The model Holland & Barrett is developing is in response to changing expectations. “What we don’t want is a digital experience that takes customers to outer space, that nobody can reach, you want the digital experience that really strikes a chord with the consumer, that gives them all the ease they expect, and all the information that they expect as they go along,” he adds.

“The High Street is not dead, its evolving” says Keen. “If you look at the stores of tomorrow they look like Made.com, they are very experiential but very digital in the interaction they have with customers, or they probably have a coffee shop like Waterstone’s. The experience and touch points with the customer are changing digital,” he adds.

New ownership

In June 2017, Holland & Barrett was bought by L1 Capital, retail arm of the Letter One fund headed up by Russian oil billionaire Mikhail Fridman. At the time Stephan DuCharme, L1’s Retail managing partner said Holland & Barrett had “attractive growth positions in other European and international markets..We believe that the company is well positioned to benefit from structural growth in the growing £10bn health and wellness market and has multiple levers for long-term growth and value creation.”

Keen says the investor saw the potential to develop the group’s technology. “We hadn’t taken the next leap to digital experience and become a digitally led champion of well-being,” he says. A McKinsey-developed strategy focused on seven pillars for digital/international growth has been added. “At the heart of this is how do you tie the customer mission to how you can deliver that with ease through digital engagement?”

Keen is also personally involved in deal-making, having recently acquired a business in Belgium. “We’ve got 20 stores and growing in Belgium and we’ve just put a management team into it to expand the website- which is growing at something like 20%. I did the same in Sweden, bought a business there, we’re setting up in Singapore. Holland & Barrett now sells in 16 countries.”

The company is now in major European economies with over 300 stores in mainland Europe and through pharmacy groups such as Apollo in India and AS Watson in Hong Kong. One big omission is the American market. “We looked and in our opinion the US is over-shopped,  over there everything’s genetically modified, which doesn’t fit with Holland & Barrett,” he says.

One challenge is managing the group’s vast estate where a combination of 10-year leases with 5-year breaks is the norm, and average lease length is 3.7 years. “I have to churn that estate because parts  are not necessarily fit to be digitally-led stores,” he explains.
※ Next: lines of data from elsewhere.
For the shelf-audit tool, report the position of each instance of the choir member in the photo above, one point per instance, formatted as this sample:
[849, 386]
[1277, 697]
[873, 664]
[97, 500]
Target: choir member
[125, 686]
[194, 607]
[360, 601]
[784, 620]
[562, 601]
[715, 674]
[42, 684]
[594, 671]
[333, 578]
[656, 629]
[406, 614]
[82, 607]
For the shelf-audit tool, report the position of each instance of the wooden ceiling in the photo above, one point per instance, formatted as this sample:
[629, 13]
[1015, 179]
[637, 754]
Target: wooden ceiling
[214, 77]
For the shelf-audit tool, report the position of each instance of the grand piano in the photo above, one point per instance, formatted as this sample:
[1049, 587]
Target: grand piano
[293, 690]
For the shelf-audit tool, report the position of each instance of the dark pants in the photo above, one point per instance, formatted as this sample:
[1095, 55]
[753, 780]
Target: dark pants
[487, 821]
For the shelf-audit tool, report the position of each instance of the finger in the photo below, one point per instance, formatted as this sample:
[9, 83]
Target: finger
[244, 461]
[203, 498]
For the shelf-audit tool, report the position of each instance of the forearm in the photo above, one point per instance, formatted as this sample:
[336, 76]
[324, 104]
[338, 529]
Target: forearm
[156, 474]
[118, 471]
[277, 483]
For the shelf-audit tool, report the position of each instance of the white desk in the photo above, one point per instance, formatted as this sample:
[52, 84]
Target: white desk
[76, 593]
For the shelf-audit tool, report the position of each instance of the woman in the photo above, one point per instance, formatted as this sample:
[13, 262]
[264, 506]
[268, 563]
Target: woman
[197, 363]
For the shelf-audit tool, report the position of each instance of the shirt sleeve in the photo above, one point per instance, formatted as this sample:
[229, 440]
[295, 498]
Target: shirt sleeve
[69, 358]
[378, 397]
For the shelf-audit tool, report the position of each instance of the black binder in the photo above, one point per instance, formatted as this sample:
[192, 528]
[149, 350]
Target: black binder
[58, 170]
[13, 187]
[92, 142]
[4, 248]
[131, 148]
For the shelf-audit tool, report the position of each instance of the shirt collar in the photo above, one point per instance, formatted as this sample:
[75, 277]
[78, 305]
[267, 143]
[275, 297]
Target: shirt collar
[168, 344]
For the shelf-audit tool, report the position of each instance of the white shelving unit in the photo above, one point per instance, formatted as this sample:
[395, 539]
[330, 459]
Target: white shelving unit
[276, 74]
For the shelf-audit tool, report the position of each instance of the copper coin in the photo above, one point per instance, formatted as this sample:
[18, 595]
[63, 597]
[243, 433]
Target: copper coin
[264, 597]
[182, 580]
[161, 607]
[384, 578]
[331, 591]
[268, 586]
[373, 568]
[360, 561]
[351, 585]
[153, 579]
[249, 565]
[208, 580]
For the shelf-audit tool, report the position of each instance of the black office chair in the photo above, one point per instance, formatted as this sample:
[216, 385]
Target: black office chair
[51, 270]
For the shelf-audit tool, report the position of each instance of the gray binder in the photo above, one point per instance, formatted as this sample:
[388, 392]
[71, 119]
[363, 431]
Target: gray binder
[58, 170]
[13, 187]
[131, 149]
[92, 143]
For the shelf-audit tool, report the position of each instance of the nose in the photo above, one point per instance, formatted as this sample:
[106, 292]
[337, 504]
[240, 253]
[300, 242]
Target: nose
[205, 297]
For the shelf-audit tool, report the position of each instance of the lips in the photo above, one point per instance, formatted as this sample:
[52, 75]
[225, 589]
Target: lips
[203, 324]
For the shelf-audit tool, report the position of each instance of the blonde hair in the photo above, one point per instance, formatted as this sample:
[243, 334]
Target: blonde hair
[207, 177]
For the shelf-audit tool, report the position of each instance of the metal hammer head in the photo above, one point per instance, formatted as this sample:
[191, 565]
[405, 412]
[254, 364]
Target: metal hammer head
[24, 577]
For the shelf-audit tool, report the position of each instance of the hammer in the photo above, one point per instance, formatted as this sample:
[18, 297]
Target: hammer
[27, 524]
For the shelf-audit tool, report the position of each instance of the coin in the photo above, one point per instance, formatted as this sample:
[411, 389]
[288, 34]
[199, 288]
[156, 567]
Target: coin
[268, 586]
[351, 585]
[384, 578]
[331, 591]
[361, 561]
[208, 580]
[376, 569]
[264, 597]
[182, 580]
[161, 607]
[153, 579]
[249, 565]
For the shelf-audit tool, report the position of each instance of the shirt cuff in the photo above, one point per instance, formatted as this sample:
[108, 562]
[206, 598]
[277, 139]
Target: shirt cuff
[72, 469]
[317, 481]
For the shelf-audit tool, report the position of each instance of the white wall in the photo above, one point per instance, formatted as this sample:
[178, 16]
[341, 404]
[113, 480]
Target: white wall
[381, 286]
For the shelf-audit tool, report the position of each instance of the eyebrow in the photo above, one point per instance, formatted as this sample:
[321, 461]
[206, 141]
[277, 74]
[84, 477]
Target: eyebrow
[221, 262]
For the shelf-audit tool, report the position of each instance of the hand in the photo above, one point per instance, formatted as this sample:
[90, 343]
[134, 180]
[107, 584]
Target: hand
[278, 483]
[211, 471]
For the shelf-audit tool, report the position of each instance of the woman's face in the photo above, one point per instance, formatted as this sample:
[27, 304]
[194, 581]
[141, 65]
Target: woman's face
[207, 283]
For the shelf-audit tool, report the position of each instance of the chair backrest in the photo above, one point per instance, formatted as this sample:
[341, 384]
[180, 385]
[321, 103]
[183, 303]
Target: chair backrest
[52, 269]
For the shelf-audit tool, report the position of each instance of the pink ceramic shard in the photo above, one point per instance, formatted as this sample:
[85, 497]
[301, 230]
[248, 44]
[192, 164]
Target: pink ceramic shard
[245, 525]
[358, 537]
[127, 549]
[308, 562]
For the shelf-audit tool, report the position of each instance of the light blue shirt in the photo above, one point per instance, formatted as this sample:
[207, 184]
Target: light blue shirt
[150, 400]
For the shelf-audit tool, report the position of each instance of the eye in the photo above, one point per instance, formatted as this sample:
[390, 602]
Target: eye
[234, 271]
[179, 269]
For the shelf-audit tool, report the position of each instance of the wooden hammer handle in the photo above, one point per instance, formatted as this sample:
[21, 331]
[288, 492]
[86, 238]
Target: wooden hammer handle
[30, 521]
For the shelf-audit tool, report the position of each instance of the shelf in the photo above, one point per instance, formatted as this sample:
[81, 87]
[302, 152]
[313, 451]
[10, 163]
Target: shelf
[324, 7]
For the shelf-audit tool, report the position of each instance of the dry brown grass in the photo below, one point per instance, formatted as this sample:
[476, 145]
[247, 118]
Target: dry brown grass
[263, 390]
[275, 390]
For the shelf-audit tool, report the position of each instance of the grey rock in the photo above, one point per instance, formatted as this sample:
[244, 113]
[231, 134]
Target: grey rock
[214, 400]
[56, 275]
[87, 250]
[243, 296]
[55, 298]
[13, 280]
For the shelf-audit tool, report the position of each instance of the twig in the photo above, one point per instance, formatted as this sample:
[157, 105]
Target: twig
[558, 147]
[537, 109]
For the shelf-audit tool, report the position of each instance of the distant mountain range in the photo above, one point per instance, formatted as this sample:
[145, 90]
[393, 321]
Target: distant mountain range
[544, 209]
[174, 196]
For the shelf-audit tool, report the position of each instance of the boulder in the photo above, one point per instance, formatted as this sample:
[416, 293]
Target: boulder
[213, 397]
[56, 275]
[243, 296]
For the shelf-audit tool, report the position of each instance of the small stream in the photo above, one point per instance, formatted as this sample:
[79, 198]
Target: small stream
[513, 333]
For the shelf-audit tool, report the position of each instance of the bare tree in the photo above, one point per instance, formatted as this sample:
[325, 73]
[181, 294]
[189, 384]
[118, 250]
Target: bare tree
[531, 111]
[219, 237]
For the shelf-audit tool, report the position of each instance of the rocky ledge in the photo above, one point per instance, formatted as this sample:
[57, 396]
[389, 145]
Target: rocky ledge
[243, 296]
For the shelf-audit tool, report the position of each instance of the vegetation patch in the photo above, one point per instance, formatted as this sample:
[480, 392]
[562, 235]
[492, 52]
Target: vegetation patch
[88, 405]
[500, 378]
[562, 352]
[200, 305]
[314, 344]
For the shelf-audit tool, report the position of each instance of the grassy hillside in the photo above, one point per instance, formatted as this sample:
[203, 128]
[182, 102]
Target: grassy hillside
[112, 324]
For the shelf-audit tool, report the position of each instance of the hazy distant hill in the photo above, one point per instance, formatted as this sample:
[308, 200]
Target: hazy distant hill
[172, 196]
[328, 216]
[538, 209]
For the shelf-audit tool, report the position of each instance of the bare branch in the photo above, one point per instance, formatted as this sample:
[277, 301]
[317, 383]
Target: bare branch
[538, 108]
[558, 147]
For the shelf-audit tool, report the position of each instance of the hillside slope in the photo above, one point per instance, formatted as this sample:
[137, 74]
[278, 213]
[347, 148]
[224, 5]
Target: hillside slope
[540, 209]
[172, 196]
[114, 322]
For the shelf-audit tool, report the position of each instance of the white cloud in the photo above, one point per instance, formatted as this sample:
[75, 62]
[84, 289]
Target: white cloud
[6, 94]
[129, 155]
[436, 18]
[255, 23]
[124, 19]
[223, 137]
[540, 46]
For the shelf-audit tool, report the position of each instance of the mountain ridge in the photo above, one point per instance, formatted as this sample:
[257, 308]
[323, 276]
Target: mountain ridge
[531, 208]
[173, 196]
Keen says he is still ambitious for himself and the group, especially taking a private-equity owned  business into its new owner. “I feel that I can still add value as the CFO and I can still push the boundaries with the business going forward. I’ve never stayed at a business 2nd generation before,” he reveals.

“I put some skin in the game and I stayed because I am convinced Letter One have a vision of where they can take it. They said: ‘We didn’t buy this business for its history, we bought it for the potential of what we think it can do’,” he adds.